WATERVILLE — Snow sculptors Amanda Bolduc and Cathy Thomspon have encountered difficult conditions in the past while practicing their craft. The mother-and-daughter team have sculpted during a windy blizzard and in below-zero conditions.
But neither of those instances posed as much of a challenge to their work as Saturday’s sunny 45-degree weather.
“When it gets too warm like this, things start melting, falling away, dimpling … so to add detail, it’s super hard, because you can’t get a fine line,” Bolduc said.
“We’re working with mashed potatoes today,” her mother echoed.
“You need certain temperatures in order to get a perfect sculpture,” Bolduc said, adding that her preferred temperature for sculpting was somewhere in the 20s, so that her fingers don’t fall off.

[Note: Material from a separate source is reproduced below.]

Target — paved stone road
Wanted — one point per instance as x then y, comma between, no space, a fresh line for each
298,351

Thompson said her ideal range would be somewhere between 15 and 25 degrees. “That is my favorite, perfect weather,” she said.
The duo were taking a break from the sculpture they were working on in Castonguay Square as part of a Common Street Arts event, Snow Sculpting in the Park. The award-winning sculptors were tasked with chiseling a three-dimensional fish, its body standing up on top of its curled tail, out of an 8-foot-tall and 4-foot-wide block of snow in just a few hours. When they compete, they work for two or three days.
Serena Sanborn, the education and outreach coordinator at Waterville Creates, of which CSA is a part, organized Saturday’s event, which also included opportunities for attendees to “paint” on the snow by using spray bottles full of different colors of water and sculpt their own snow masterpiece.
Sanborn, who also competes in snow sculpting in New Hampshire events, said the parks and recreation crew was a big help and brought about three dumpsters’ worth of clean snow to the square to ensure that the event could go on after the warm weather melted most of the snow in the square. The team also packed up some of the snow into a box Friday so that the rectangular slab was ready for Bolduc and Thompson when they began carving Saturday morning.
Bolduc and Thompson began their sculpting careers in a warmer place and with a grittier medium. In 2006, with other family members, they entered a national sand sculpting competition for amatuers at Fort Meyers beach in Florida.
“We made cute little sculptures of Spongebob (Squarepants), Patrick and their boat mobile. It was adorable, but we didn’t win anything,” Thompson said.
In the years that followed, the pair continued to compete and sharpen their skills, and eventually they took first place. Bolduc also has embarked on solo projects and has achieved a master’s status in sand sculpting. No such designation exists for snow sculpting, Bolduc said.
“It’s very difficult to move up in sand, because you have people who compete all over the world. So, that’s what you’re looking at for competition, and they’re at an even higher level. They do it full time and that’s their full-time job. For us it’s more of a hobby,” Bolduc said, who works full time as her three children’s home school instructor in Skowhegan.
Then, in 2015, the two were invited to participate in Maine’s first competition, where they won the state championship. They won again in 2016 and were invited to the national competition in Wisconsin and placed fifth. In 2017, they placed third and won the people’s choice award at Lake Geneva.
“Snow isn’t as political as sand,” Bolduc said. “Whoever shows up can just start sculpting.”
On Saturday, the two had another family member, Bolduc’s brother and Thompson’s son, Chris, there as their helper. It was his first time scultping an exhibition piece, but he’s worked on smaller sculptures with Thompson in her yard.
“He sees things in the snow,” Thompson said. “He’s the design type.”
The three worked until about 4 p.m. on their sculpture, using tree trimmers, shingle shavers, drywall knives, tile scrapers, a cricular horse-grooming tool, files, spatulas and different sizes of spoons – all to shape, sculpt and carve details into their slab of snow.
“What you do is you raid your kitchen and your workshop,” Thompson said, picking up a scraper.